I’ve been wanting to post this for a while now. Last year I had the honour of being photographed by Corsican photographer Antoine Giacomoni. Giacomoni has been photographing rock stars for the past few decades (although being photographed by Antoine does not in any way imply that I am one). He still photographs with film, and the process is actually so fascinating that when given the opportunity I immediately wanted to experience it.
Giacomoni uses a square make-up style mirror, encircled with old-fashioned light bulbs. He photographs his subjects through the mirror, dressed in black to disappear into the darkness lest he is of distraction. “Relax, look straight into the mirror and think of something nice” he says before removing the Jablo block covering the mirror. He does wait a few seconds before revealing what’s beneath the cover – enough time to build a certain anticipation, curiosity even.

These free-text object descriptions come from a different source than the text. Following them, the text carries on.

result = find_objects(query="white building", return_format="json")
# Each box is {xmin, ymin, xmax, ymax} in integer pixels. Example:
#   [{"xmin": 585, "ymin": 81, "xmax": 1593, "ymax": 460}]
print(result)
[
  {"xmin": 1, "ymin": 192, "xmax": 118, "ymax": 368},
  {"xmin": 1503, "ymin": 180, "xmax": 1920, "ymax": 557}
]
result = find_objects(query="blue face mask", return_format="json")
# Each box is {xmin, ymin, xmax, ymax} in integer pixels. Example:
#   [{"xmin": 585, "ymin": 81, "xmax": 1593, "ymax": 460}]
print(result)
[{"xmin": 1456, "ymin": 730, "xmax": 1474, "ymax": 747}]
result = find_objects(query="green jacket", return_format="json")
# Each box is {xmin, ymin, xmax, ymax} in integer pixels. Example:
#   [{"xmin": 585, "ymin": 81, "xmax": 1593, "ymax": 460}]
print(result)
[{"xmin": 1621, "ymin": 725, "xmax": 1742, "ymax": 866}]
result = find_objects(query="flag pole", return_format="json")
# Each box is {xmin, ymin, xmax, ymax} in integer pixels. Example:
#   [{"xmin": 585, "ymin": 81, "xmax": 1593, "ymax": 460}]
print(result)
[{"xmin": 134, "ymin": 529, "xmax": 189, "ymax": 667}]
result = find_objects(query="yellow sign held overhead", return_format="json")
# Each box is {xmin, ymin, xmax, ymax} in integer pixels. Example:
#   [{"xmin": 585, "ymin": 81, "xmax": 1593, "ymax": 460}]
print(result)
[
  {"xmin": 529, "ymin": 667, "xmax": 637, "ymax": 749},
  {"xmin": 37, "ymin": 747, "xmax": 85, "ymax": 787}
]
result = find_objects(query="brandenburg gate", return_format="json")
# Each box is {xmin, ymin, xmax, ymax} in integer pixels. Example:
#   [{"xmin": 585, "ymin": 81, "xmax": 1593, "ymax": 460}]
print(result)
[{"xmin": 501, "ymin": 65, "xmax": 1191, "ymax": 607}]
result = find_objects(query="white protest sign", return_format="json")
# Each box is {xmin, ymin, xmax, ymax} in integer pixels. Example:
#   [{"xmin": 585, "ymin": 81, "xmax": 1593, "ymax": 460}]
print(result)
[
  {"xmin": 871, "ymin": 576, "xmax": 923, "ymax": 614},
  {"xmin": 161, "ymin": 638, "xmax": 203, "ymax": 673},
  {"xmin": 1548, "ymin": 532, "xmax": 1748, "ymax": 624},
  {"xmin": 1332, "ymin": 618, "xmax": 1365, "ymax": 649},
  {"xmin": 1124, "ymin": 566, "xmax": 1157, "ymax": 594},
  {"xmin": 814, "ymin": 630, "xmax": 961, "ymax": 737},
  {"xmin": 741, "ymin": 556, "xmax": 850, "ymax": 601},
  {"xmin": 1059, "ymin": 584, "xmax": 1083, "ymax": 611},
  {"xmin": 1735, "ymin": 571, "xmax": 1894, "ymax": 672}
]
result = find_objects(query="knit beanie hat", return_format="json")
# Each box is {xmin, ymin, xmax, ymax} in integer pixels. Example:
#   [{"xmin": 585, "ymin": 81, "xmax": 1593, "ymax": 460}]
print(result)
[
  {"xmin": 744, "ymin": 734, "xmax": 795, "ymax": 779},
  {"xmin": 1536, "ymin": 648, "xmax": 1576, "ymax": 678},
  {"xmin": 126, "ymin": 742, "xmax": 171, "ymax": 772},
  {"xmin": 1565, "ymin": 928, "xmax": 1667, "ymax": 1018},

When looking into a mirror, we rarely ever do it consciously – we’re busy with other things and the mirror is just a tool of convenience. Remove that convenience, and the image that we see in front of us is that of vulnerability. “Look straight into your eyes”, he says. And I’m sitting there, looking deep into myself, trying to understand who I am, what has led me to this specific moment in my life. I can barely stand it – I’m anxious, but after a while I start getting familiar with the person on the other side, and relax. It takes but a few minutes and maybe four or five snaps – that clunky mechanical sound modern-day has forgotten. Then it’s over. I’m back, and life goes on. But that was deep – uncomfortably so. I loved it.
It took a few months – I had almost given up ever seeing the result. We’re used to seeing the result instances after the act, today. It makes us impatient. Then one day it arrived. I love it.